高可用架构有两个核心部分,一个是心跳检测,即检测服务器的运行情况,另一个则是资源转移,主要负责将公共资源再这个成服务器与故障服务器之间搬移。Pacemaker是一个集群管理器,由于corosync没有通用的资源管理器,只能借助Pacemaker来实现资源转移,整个运行过程就是心跳检测不断在网路中检测服务器的运行情况。,一旦检测的设备故障,就进行资源转移,以保证资源的高可用性。
Corosync 是心跳信息传输层,它在传递信息时可通过简单的配置文件来定义信息的传递方式和协议等。它可以实现HA心跳信息传输的功能。
下面就来安装pacemaker和 corosync
[root@server1 ~]# yum install -y pacemaker corosync
[root@server1 ~]# yum install -y crmsh-1.2.6-0.rc2.2.1.x86_64.rpm pssh-2.3.1-2.1.x86_64.rpm
[root@server1 ~]# cd /etc/corosync/
[root@server1 corosync]# ls
amf.conf.example corosync.conf.example.udpu uidgid.d
corosync.conf.example service.d
[root@server1 corosync]# cp corosync.conf.example corosync.conf
修改 corosync.conf的配置文件:
[root@server1 corosync]# vim corosync.conf
将修改好的配置文件直接传给server2:
[root@server1 corosync]# scp corosync.conf 172.25.30.2:/etc/corosync/
打开server1上的corosync:
[root@server1 corosync]# /etc/init.d/corosync start
Starting Corosync Cluster Engine (corosync): [ OK ]
可以查看日志:
[root@server1 corosync]# tail -f /var/log/messages
Jul 19 14:18:00 server1 pengine[3576]: notice: stage6: Delaying fencing operations until there are resources to manage
Jul 19 14:18:00 server1 pengine[3576]: notice: process_pe_message: Calculated Transition 1: /var/lib/pacemaker/pengine/pe-input-1.bz2
Jul 19 14:18:00 server1 pengine[3576]: notice: process_pe_message: Configuration ERRORs found during PE processing. Please run "crm_verify -L" to identify issues.

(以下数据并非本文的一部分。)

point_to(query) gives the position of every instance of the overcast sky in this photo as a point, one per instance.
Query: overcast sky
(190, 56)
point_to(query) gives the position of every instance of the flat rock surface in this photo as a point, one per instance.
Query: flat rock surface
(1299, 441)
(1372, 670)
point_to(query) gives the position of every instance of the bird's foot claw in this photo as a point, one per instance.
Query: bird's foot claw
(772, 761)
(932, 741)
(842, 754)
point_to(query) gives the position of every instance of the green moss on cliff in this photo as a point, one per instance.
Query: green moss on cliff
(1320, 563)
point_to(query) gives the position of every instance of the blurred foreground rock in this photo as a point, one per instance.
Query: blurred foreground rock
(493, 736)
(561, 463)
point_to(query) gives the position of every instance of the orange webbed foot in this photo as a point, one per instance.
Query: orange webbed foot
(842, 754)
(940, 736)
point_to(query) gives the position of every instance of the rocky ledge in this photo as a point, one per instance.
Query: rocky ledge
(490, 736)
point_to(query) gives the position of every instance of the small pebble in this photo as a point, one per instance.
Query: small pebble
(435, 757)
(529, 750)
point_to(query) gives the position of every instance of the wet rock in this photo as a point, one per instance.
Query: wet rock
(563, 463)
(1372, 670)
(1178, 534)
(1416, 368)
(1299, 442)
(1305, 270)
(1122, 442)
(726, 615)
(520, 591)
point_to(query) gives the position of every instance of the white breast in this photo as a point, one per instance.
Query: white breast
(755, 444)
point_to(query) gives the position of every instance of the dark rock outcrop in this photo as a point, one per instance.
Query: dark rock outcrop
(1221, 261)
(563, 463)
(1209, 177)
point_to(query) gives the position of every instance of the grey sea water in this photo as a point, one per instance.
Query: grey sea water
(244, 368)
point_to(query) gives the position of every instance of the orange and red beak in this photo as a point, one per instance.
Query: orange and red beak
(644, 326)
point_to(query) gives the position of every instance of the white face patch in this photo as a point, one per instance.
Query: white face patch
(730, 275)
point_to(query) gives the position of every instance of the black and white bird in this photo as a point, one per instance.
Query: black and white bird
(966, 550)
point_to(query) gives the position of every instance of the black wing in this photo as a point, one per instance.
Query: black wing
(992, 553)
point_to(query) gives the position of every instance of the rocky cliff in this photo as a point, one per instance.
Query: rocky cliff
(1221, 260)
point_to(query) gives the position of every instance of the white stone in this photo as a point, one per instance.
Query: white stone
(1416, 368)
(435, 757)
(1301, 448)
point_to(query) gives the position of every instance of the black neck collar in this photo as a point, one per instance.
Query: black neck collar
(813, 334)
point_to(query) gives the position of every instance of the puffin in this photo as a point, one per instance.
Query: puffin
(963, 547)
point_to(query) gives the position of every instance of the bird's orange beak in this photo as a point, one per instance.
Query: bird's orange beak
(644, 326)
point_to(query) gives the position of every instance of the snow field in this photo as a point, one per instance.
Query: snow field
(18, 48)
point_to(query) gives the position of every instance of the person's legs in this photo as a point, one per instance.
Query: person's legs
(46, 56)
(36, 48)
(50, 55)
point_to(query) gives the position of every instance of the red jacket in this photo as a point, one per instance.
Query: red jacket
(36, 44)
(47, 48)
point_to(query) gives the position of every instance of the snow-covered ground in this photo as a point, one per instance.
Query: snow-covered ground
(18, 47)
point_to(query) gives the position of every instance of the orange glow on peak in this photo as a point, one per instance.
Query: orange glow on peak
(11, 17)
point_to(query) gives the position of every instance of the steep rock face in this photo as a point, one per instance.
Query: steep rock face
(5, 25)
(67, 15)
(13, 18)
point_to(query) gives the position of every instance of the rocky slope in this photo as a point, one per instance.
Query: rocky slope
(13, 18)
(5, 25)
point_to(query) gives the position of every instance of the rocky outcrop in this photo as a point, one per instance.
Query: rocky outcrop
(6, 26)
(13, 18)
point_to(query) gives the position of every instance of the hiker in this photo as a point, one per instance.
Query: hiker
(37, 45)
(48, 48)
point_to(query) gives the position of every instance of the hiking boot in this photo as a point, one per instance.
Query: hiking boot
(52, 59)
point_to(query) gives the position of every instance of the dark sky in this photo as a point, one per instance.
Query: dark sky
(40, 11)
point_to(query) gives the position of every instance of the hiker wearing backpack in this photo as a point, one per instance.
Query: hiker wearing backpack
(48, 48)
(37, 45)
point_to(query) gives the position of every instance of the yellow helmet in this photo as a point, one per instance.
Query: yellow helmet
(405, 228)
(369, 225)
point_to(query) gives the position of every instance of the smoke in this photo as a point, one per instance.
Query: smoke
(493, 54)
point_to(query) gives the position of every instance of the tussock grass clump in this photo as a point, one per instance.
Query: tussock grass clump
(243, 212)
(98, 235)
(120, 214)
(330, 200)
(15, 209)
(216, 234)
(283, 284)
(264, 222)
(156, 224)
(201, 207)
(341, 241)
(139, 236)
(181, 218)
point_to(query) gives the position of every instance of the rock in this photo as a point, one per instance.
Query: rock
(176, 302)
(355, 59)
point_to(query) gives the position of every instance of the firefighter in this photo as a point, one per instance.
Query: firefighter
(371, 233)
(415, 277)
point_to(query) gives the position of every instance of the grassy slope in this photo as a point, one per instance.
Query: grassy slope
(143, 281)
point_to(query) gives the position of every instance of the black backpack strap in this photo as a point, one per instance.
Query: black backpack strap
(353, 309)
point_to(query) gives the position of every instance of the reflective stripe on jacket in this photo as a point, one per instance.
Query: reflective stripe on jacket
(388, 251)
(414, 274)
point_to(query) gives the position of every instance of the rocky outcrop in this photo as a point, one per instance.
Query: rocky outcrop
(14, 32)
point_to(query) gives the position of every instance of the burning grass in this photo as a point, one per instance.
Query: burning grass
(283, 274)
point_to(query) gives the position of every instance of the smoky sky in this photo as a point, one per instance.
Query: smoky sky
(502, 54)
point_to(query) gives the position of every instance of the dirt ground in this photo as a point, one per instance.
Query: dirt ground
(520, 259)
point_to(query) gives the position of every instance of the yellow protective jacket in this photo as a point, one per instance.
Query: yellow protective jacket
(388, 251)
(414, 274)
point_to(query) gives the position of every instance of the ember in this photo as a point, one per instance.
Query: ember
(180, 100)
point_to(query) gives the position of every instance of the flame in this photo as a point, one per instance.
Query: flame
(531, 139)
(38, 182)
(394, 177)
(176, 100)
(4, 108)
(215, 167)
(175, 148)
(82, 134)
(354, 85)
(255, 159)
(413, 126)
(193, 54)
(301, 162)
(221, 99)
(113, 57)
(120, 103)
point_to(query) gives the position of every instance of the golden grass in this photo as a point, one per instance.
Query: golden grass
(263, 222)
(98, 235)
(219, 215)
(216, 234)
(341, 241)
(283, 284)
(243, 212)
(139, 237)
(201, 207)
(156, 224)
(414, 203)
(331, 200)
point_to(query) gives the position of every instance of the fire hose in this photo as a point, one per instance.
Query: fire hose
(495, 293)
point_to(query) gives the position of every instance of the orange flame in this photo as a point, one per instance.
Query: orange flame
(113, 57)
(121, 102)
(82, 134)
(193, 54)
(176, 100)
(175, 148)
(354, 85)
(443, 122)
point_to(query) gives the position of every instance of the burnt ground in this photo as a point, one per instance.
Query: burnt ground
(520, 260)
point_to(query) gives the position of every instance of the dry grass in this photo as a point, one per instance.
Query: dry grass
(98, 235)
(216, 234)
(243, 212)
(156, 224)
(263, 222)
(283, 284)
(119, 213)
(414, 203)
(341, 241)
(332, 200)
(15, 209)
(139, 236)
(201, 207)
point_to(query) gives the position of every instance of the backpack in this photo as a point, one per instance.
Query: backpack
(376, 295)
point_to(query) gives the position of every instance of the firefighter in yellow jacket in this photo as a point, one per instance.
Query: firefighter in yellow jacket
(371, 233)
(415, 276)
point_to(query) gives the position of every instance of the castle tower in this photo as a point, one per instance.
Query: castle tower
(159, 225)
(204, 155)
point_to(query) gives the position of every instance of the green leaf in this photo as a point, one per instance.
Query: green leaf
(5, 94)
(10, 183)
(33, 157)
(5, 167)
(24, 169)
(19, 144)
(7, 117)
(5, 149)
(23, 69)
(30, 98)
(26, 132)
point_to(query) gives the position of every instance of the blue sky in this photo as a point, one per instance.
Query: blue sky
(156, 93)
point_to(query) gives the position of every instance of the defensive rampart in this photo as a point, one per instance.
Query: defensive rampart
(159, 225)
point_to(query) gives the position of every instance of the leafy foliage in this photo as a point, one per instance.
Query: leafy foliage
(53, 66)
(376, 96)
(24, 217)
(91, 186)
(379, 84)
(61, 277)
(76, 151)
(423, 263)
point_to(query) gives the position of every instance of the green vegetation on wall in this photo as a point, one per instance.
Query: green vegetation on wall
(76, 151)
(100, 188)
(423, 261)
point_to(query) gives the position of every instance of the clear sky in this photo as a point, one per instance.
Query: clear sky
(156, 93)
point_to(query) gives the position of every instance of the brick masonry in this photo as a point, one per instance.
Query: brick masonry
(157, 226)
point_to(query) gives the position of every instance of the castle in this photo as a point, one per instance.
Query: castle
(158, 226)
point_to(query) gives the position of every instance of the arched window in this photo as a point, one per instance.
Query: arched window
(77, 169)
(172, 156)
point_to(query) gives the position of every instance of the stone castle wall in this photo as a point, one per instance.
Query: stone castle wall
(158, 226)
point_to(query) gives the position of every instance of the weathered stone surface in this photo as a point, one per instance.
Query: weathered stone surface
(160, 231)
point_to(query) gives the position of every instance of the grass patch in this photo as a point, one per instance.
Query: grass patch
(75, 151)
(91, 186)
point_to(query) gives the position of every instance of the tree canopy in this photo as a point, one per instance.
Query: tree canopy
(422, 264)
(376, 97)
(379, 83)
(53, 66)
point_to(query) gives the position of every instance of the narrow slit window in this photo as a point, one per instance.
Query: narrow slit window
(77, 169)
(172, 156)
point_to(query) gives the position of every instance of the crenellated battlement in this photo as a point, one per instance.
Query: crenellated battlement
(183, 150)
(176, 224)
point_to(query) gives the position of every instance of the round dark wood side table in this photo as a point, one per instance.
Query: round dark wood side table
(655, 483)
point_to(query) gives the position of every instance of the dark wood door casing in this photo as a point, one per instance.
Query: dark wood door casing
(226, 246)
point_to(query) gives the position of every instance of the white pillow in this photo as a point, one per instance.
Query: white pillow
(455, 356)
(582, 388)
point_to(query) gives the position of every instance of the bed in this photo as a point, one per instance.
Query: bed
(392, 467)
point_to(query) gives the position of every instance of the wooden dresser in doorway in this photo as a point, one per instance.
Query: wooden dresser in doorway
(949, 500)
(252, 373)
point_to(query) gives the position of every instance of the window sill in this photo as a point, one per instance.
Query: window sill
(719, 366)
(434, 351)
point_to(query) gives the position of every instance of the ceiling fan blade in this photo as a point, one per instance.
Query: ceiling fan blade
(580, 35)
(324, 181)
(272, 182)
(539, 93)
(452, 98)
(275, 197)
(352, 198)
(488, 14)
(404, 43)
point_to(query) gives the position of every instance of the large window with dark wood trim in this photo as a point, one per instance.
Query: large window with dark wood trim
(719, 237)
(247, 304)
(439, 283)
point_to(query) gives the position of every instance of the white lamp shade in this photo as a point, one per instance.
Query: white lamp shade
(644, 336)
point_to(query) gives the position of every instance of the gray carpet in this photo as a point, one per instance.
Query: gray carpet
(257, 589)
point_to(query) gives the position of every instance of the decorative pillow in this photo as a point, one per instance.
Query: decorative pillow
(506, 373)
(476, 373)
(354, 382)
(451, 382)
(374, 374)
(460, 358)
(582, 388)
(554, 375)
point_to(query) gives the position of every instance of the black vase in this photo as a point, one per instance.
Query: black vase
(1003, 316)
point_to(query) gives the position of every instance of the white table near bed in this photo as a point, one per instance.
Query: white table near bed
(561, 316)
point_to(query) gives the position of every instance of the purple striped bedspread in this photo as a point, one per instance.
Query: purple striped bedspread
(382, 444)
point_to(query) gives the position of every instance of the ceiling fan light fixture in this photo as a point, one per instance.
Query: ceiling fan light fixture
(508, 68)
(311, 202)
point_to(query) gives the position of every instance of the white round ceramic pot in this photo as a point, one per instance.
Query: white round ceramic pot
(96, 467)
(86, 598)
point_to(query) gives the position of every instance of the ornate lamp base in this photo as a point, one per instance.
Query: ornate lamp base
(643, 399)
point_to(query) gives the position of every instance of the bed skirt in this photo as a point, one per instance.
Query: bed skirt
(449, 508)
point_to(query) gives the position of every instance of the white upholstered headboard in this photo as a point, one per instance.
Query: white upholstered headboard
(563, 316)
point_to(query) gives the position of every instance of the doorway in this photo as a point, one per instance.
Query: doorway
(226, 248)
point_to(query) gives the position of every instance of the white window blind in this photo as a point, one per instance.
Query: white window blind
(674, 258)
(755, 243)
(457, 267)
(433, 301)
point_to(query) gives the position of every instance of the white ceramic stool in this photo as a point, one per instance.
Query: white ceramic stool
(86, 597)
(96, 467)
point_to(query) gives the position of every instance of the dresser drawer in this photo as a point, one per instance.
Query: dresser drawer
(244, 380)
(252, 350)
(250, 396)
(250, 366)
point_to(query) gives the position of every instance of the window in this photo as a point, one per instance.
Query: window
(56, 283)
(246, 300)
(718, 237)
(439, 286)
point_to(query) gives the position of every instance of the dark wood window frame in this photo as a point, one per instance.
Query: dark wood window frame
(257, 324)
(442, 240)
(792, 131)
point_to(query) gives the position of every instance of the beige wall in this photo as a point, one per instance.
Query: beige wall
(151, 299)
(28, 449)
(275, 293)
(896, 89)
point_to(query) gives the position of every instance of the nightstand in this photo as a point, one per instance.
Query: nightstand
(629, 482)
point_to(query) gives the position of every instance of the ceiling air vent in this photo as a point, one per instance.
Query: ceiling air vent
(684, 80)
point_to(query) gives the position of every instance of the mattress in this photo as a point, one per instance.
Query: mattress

Jul 19 14:18:00 server1 crmd[3577]: notice: te_rsc_command: Initiating action 3: probe_complete probe_complete on server2.example.com - no waiting
Jul 19 14:18:00 server1 crmd[3577]: notice: run_graph: Transition 1 (Complete=1, Pending=0, Fired=0, Skipped=0, Incomplete=0, Source=/var/lib/pacemaker/pengine/pe-input-1.bz2): Complete
server2上的操作基本类似于server1:
[root@server2 ~]# yum install -y pacemaker corosync
[root@server2 ~]# yum install crmsh-1.2.6-0.rc2.2.1.x86_64.rpm pssh-2.3.1-2.1.x86_64.rpm -y
[root@server2 ~]# cd /etc/corosync/
[root@server2 corosync]# /etc/init.d/corosync start
Starting Corosync Cluster Engine (corosync): [ OK ]
#查看有没有端口冲突:
[root@server1 corosync]# crm_mon
Connection to the CIB terminated
Reconnecting...[root@server1 corosync]#
[root@server1 corosync]# crm_verify -LV
error: unpack_resources: Resource start-up disabled since no STONITH resources have been defined
error: unpack_resources: Either configure some or disable STONITH with the stonith-enabled option
error: unpack_resources: NOTE: Clusters with shared data need STONITH to ensure data integrity
Errors found during check: config not valid
增加一个fence:
[root@foundation30 cluster]# systemctl start fence_virtd
[root@foundation30 cluster]# systemctl status fence_virtd
fence_virtd.service - Fence-Virt system host daemon
Loaded: loaded (/usr/lib/systemd/system/fence_virtd.service; disabled)
Active: active (running) since Tue 2016-07-19 15:11:21 CST; 9s ago
Process: 4314 ExecStart=/usr/sbin/fence_virtd $FENCE_VIRTD_ARGS (code=exited, status=0/SUCCESS)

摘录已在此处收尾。